Makiko Ito, 32, alumnus of the course, works for the Kyushu subsidiary of a South Korean company.

“You wouldn’t be able to hold on for long if you didn’t feel empowered,” she said. “And all of us in Tsushima couldn’t stand the loneliness.”

While about 10 Korean course students leave to study in South Korea each year, a maximum of about 10 more drop out of the course within a year.

Tsushima, an island of just 30,000 people, was visited in 2018 by 410,000 South Korean tourists, but the boom was then dampened by strained bilateral relations.

The novel coronavirus pandemic then wiped out all visits by South Korean tourists, of which there have been none since 2020.

This means that life plans have gone wrong for students who wanted to learn Korean to work in tourism on Tsushima Island.
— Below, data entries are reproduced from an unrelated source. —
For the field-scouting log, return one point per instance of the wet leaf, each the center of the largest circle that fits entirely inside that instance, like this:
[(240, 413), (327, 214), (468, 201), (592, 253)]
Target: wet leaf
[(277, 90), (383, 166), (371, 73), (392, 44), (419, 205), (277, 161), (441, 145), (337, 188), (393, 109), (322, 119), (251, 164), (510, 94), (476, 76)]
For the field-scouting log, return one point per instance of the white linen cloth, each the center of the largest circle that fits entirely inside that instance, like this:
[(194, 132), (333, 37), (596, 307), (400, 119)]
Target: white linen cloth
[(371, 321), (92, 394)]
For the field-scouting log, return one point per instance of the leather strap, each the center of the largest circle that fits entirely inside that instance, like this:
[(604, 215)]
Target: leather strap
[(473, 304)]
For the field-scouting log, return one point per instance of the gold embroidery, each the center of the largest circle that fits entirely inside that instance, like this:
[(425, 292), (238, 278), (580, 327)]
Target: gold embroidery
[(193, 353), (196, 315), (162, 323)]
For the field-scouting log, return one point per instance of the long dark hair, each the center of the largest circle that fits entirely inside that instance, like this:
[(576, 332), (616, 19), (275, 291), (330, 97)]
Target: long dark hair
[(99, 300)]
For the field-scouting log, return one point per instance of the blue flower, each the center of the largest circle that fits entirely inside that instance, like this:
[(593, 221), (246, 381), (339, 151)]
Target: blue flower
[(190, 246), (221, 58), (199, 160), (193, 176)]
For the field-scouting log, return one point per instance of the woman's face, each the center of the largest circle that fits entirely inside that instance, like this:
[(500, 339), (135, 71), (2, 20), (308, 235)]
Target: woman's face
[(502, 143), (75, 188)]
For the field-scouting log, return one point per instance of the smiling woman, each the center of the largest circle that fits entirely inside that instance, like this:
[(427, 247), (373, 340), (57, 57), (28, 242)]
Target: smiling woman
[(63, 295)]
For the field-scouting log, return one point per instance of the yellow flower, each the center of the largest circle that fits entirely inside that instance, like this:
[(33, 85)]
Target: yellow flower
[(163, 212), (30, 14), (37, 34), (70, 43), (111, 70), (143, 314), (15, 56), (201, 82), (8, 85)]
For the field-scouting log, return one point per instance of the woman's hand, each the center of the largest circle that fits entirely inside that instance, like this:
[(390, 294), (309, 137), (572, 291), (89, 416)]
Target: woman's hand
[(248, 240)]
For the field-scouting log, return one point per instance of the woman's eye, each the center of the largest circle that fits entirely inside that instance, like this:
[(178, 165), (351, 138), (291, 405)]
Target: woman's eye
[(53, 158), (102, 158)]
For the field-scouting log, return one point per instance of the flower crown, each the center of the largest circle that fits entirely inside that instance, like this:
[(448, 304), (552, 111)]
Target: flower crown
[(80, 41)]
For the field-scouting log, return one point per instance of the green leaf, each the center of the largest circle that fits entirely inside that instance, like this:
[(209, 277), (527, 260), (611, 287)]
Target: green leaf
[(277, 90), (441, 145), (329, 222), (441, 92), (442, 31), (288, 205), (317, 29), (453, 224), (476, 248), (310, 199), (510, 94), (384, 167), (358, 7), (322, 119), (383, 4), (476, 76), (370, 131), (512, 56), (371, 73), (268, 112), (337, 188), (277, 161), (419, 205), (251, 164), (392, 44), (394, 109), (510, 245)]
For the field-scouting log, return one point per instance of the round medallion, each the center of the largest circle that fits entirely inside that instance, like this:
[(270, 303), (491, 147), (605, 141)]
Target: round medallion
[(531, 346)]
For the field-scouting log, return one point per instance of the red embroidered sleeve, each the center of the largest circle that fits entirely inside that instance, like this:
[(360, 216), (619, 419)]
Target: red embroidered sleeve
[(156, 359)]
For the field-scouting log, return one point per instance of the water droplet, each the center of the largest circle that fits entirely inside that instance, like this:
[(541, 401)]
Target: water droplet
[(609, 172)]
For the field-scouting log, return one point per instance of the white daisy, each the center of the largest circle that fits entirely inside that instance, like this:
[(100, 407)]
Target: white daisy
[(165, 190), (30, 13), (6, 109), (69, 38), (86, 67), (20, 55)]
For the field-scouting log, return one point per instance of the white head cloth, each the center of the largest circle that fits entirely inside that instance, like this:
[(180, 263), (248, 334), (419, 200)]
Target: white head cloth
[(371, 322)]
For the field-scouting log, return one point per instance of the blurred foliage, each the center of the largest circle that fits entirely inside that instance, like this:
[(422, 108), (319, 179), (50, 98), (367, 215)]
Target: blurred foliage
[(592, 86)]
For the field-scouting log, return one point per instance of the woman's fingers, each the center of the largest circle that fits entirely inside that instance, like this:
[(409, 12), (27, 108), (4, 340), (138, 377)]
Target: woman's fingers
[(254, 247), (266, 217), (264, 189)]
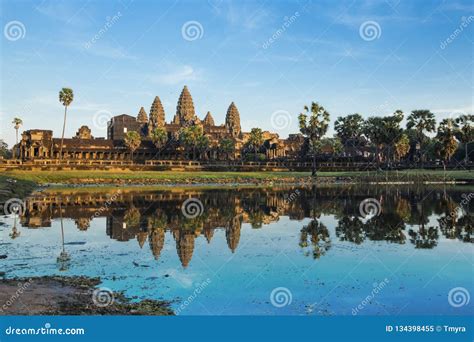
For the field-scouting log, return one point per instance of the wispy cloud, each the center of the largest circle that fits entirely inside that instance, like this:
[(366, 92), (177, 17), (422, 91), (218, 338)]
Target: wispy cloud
[(180, 75)]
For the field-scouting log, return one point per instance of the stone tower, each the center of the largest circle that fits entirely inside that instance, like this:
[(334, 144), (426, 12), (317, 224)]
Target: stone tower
[(208, 120), (232, 120), (157, 115), (185, 113), (142, 117)]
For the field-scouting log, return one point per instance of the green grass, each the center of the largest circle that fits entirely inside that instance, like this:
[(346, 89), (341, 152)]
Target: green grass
[(15, 188), (63, 177)]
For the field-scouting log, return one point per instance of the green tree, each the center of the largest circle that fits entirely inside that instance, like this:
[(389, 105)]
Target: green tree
[(402, 146), (421, 120), (393, 132), (314, 123), (465, 132), (202, 145), (349, 128), (17, 124), (374, 130), (159, 137), (446, 140), (132, 141), (189, 138), (256, 140), (66, 96), (227, 146)]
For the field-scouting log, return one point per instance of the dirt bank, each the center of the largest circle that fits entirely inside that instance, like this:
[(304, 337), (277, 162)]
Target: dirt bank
[(70, 296)]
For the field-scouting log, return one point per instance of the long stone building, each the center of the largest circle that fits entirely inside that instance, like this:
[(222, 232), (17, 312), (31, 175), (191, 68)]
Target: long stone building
[(40, 144)]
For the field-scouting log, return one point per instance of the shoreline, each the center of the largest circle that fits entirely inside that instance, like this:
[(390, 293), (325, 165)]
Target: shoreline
[(59, 295)]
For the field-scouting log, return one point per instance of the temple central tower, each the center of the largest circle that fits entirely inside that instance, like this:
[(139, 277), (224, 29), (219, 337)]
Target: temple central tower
[(185, 113)]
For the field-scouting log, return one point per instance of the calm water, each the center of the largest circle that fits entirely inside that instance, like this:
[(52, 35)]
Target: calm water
[(258, 251)]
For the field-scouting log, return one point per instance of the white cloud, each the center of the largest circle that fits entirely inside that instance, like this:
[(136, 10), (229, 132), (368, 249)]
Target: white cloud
[(180, 75)]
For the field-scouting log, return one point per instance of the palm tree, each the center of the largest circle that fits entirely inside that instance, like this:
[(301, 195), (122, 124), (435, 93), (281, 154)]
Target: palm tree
[(227, 146), (446, 140), (256, 140), (189, 137), (422, 120), (314, 128), (66, 96), (159, 137), (465, 132), (132, 141), (17, 122)]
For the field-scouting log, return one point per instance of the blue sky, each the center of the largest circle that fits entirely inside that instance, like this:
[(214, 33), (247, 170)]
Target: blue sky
[(118, 55)]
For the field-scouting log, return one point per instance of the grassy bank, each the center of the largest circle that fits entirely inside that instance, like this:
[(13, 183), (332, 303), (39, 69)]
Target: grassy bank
[(12, 187), (26, 178)]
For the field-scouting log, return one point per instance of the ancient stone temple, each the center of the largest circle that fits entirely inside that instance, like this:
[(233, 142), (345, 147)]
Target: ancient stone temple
[(232, 121), (40, 144)]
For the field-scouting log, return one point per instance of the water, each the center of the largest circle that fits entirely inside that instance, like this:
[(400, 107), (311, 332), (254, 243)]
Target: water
[(279, 251)]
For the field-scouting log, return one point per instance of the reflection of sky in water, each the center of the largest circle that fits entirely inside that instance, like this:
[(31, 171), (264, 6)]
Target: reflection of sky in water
[(241, 282)]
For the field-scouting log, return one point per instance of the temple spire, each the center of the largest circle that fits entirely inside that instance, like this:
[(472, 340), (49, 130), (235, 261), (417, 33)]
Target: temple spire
[(157, 114), (142, 117), (185, 109), (232, 120), (208, 120)]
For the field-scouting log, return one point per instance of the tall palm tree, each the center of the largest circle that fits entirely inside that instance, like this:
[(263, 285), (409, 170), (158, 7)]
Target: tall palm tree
[(256, 140), (314, 129), (465, 132), (66, 96), (132, 141), (422, 120), (159, 137), (17, 122)]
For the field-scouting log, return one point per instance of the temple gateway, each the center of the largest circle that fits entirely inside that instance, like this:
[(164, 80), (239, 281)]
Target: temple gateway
[(40, 144)]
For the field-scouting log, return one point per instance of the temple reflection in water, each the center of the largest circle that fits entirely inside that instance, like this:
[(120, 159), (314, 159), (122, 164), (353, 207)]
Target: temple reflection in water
[(408, 215)]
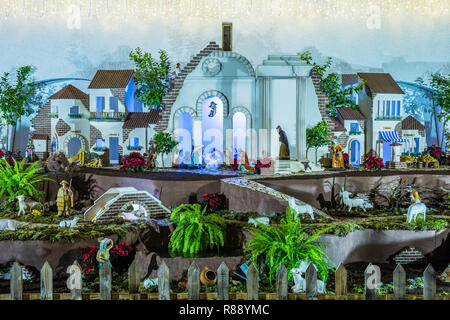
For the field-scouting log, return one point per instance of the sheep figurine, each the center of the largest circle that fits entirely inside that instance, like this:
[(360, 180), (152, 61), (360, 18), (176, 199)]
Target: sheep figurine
[(301, 209), (414, 210), (69, 223), (360, 202), (6, 224), (300, 282), (256, 221), (23, 206)]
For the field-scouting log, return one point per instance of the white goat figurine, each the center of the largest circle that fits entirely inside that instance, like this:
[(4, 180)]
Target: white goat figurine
[(26, 205), (361, 202), (69, 223), (301, 209), (300, 282), (256, 221), (414, 210)]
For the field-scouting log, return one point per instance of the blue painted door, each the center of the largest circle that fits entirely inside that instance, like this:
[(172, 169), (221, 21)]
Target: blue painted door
[(386, 152), (355, 153), (114, 150), (73, 147), (416, 147)]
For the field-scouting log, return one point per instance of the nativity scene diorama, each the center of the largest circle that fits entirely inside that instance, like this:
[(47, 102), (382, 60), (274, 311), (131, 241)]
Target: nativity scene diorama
[(134, 173)]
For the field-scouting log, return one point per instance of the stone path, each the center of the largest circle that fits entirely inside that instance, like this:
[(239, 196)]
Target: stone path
[(258, 187)]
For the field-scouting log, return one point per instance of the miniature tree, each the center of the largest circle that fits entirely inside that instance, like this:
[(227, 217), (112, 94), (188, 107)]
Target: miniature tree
[(164, 143), (332, 86), (152, 77), (16, 97), (441, 85), (317, 137)]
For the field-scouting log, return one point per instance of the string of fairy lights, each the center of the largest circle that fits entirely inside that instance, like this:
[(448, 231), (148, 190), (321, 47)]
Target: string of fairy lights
[(130, 9)]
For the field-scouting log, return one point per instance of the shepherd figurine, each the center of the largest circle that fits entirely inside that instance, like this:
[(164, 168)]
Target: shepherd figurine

Ayaka Yanagi, another former student who is now a sophomore at Pukyong National University, was in Tsushima High School when the island was crowded with incoming tourists and the situation had yet to get worse.

“I love Tsushima so much, so I always wish I could work in an airport or in tourism in Tsushima in the future,” said 19-year-old Yanagi.

She said her 13 classmates came from all parts of Japan, including Kagoshima Prefecture, Tokyo and Yokohama. Diversity was stimulating, but it had a price: she sometimes came up against peers who had grown up in different environments.

Looking back, however, Yanagi said she thought that was the real fun of the experience.

“I wish I could go back to Tsushima High School,” she said.

LANGUAGE BOOM DRIVEN BY K-POP ENCOURAGEMENT

Education Ministry officials said Korean was taught in 342 high schools across Japan as of May 2018, second only to Chinese among foreign languages ​​other than English.

The figure was up from just 131 high schools in 1999. The number is on the rise following the recent K-pop music craze.

But Nagasaki Prefectural Board of Education officials said Tsushima High School was not like the others.

“There is no equivalent anywhere else in Japan in that it is a public high school that offers serious Korean lessons,” officials said.